Multiple tiers of reporting of foreign assets is now required and it can cost a small fortune to have a good international tax adviser who is aware of these reporting requirements. See, USCs and LPRs residing outside the U.S. – and IRS Form 8938 [Specified Foreign Financial Assets]
For those with significant assets and numerous accounts, the professional fees and costs of reporting accurately these accounts can become exorbitant (especially when the risks of potentially devastating civil penalties are weighed into the mix).
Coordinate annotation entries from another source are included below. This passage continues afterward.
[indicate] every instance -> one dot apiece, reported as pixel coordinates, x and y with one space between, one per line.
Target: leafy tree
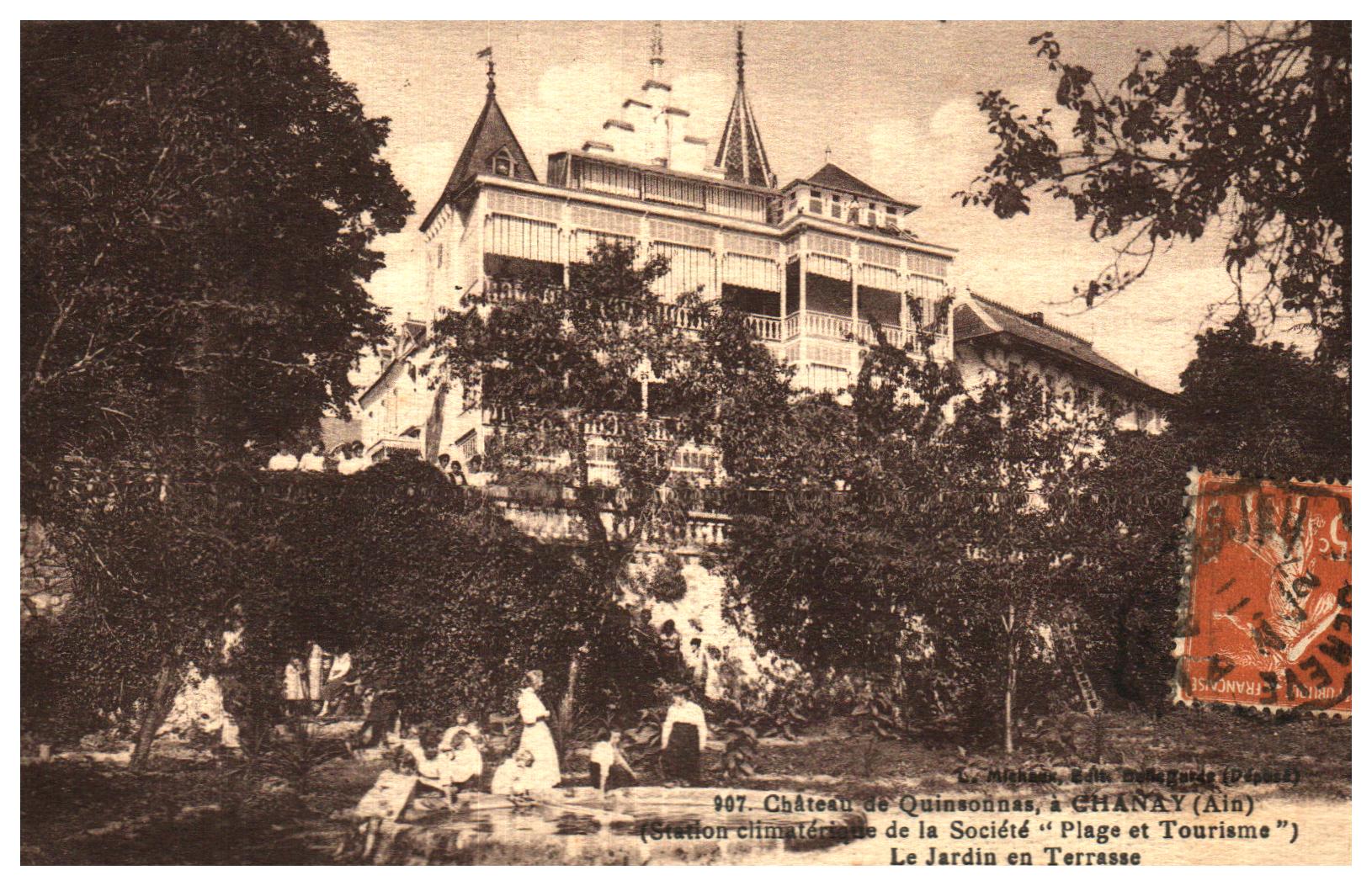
198 207
1254 139
604 363
1263 409
928 522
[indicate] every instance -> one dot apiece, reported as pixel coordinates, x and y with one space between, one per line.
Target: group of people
455 763
320 683
348 459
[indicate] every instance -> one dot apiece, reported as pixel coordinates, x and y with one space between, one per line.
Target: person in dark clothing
380 718
683 738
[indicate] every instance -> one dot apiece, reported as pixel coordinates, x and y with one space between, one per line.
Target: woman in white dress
537 738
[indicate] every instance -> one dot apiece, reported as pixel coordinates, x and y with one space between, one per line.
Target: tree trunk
1012 666
568 705
1010 701
159 705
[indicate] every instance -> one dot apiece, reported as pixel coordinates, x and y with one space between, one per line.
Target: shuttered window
522 237
755 273
690 268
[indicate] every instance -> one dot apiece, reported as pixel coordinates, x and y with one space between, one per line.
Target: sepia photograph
686 443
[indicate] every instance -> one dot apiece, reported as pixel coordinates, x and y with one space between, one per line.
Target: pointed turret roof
490 136
830 176
742 154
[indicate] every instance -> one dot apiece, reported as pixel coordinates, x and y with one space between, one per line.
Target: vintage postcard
807 443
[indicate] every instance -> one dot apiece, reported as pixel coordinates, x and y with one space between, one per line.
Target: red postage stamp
1269 607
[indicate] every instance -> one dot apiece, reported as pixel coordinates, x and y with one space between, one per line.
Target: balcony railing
843 330
766 328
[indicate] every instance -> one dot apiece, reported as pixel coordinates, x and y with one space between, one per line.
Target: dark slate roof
490 133
984 317
742 152
836 178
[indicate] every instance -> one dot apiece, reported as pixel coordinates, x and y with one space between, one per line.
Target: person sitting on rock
283 461
313 459
512 777
609 768
683 738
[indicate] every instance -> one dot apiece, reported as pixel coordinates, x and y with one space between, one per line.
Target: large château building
812 263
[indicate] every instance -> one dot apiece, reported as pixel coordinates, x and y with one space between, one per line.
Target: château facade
812 263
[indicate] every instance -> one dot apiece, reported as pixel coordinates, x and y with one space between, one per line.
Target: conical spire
492 148
742 151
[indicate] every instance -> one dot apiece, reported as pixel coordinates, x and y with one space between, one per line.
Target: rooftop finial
490 70
742 54
656 50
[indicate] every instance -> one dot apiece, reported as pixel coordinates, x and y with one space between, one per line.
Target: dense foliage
928 533
198 204
422 581
1249 136
1263 411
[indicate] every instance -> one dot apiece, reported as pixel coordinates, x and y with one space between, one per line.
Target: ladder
1067 639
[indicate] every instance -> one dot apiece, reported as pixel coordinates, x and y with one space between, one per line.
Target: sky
895 103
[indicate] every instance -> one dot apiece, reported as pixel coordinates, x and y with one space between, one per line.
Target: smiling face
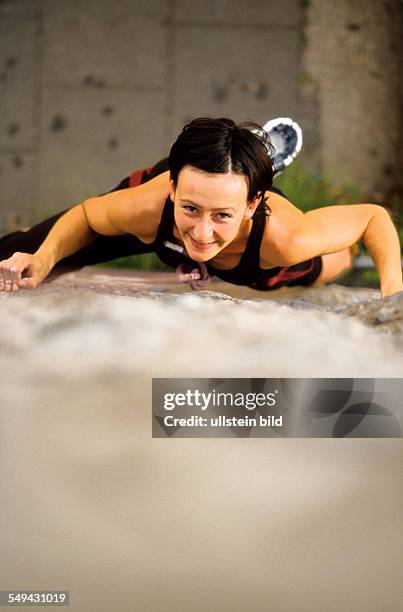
211 210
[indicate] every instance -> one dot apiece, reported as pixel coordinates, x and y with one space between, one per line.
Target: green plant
309 191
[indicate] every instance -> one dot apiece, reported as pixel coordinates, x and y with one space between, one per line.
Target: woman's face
210 210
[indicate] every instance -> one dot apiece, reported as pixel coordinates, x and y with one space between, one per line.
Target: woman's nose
203 230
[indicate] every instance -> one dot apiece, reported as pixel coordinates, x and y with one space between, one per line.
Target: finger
27 283
2 276
11 271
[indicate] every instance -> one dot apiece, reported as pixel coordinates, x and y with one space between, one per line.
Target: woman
216 208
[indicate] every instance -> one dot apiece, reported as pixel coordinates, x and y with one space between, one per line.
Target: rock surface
93 504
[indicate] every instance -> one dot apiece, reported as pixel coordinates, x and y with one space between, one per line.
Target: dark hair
222 146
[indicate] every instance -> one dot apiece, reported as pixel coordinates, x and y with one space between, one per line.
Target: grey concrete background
90 89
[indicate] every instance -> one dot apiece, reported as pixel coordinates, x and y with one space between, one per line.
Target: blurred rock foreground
92 504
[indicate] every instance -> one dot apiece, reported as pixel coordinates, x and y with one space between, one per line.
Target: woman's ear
172 189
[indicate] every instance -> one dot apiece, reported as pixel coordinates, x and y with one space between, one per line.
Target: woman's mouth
201 246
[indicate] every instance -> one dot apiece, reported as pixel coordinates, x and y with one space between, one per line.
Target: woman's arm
136 211
331 229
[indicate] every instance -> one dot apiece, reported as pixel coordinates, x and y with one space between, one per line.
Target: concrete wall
353 67
91 89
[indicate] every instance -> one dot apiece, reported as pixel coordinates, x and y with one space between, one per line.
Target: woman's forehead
193 183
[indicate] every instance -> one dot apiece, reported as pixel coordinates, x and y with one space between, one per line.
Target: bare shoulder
136 210
143 206
281 227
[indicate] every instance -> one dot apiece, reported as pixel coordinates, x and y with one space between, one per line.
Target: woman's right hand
12 269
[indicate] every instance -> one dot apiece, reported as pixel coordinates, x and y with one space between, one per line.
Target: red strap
286 274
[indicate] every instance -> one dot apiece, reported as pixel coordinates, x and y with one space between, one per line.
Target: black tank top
247 272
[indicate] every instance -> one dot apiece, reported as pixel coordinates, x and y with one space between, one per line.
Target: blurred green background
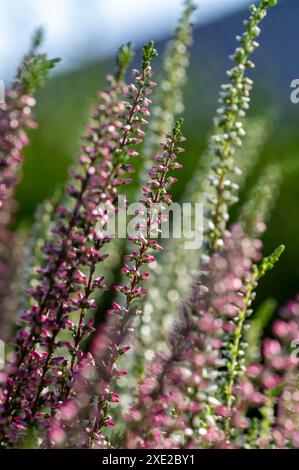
63 109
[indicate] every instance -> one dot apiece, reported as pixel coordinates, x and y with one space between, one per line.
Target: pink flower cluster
77 243
112 340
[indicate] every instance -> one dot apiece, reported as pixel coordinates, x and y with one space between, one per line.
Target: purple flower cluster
112 341
78 238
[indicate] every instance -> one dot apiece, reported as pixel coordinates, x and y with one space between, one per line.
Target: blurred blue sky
81 30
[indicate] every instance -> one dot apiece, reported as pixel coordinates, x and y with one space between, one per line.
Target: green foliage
124 58
148 54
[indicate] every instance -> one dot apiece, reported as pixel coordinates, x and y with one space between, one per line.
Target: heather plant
82 373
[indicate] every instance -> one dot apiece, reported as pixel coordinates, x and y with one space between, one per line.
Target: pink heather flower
78 237
178 386
108 343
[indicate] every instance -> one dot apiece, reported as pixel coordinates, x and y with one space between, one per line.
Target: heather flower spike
229 133
108 345
78 240
218 371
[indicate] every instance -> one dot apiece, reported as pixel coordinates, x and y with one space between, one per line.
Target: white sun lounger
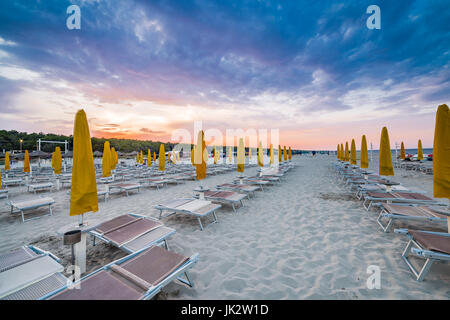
39 187
28 273
427 245
132 232
190 206
26 205
138 276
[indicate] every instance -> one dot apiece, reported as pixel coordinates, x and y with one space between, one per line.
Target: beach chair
39 187
138 276
26 205
3 193
427 245
242 188
408 212
227 197
28 273
189 206
391 197
125 187
132 232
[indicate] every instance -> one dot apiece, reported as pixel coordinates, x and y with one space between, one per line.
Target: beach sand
306 238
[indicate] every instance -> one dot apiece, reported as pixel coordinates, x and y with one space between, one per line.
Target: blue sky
309 68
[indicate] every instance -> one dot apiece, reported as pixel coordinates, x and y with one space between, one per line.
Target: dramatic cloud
145 68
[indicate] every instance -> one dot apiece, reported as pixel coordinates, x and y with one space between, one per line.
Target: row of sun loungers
396 202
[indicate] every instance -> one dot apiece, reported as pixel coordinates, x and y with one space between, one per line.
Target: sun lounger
29 273
431 246
189 206
125 187
39 187
132 232
3 193
26 205
228 197
137 276
243 188
400 197
408 213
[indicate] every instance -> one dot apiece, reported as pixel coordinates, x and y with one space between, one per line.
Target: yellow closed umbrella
385 158
271 154
7 163
402 152
106 160
419 150
200 156
260 155
279 154
26 162
353 152
346 152
162 158
58 161
441 155
83 192
240 156
364 153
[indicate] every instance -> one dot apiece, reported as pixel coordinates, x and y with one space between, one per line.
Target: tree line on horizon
10 140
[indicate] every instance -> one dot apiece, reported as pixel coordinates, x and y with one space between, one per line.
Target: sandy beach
305 238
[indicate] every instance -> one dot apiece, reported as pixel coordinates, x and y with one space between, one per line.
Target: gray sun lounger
408 212
138 276
427 245
39 186
227 197
29 273
190 206
26 205
125 187
132 232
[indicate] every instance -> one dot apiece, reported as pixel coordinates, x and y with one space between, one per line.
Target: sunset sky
312 69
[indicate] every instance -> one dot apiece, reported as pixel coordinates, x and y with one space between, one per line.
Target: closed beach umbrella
364 153
385 159
402 152
271 154
162 158
241 156
441 153
353 152
83 192
7 163
346 152
260 155
106 160
58 160
419 151
26 162
279 154
200 156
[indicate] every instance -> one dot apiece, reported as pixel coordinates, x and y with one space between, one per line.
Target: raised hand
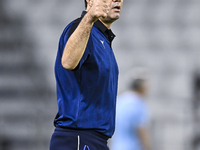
99 8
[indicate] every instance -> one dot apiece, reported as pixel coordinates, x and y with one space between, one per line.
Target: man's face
114 14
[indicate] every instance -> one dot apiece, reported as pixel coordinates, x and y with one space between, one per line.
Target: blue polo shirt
86 96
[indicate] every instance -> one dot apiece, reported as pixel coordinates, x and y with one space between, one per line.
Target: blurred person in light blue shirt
132 117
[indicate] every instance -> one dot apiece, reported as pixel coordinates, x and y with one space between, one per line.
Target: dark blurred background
160 35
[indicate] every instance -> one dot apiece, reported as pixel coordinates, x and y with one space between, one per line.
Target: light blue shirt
131 113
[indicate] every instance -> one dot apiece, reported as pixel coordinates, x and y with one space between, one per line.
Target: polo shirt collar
107 32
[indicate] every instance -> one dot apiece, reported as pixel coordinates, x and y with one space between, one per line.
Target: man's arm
144 138
76 44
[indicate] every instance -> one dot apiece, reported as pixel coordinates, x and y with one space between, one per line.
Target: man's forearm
76 44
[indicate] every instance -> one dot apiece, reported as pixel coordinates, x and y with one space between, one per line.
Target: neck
108 25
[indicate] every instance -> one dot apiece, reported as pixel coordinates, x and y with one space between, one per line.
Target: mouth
117 8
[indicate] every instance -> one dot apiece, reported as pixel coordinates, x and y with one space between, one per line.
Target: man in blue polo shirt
87 75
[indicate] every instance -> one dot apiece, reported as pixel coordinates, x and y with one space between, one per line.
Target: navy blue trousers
70 139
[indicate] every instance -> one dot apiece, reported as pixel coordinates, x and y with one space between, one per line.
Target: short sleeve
66 36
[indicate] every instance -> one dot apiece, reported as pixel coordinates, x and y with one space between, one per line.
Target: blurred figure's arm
144 138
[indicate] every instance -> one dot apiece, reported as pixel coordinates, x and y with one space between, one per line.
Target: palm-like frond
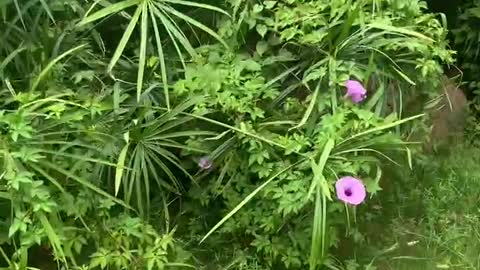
147 12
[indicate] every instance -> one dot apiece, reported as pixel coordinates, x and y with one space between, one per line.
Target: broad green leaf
245 201
110 10
44 72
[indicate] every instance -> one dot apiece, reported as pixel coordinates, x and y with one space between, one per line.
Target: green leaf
52 63
125 37
245 201
111 9
143 49
120 168
261 29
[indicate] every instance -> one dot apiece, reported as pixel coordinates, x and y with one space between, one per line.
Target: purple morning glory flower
355 91
205 163
350 190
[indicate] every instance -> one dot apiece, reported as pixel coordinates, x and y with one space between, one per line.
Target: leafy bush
436 225
124 150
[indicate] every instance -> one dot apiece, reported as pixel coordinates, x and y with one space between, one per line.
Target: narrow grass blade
120 168
195 4
126 36
44 72
47 9
161 57
309 110
400 30
10 57
51 235
143 49
386 126
245 201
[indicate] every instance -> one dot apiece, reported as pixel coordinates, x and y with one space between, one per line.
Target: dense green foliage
148 134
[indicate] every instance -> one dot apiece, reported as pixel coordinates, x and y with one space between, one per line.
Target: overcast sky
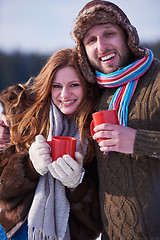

See, Why the Zwerner FBAR Case is Probably a Pyrrhic Victory for the Government – for USCs and LPRs Living Outside the U.S. (Part II)
At the end of the day, the practical affect I have seen (anecdotally) is a widespread desire to close foreign accounts and move them to the U.S.; not because of FATCA, but because of the costs and compliance and risk (more than just perceived – considering the IRS now regularly threatens large multiple year 50% willfulness penalties for those who did not file an FBAR) of being penalized by the IRS.
I find this ironic, since there is no legal restriction for a USC to hold foreign accounts and indeed a USC or LPR residing outside the U.S., will generally find it easier from a lifestyle and personal financial management perspective to have an account in their home country. The affect, however, is that U.S. financial institutions are receiving these assets and investments.
I will post a survey this week to ask individuals if they have had their non-U.S. bank accounts closed.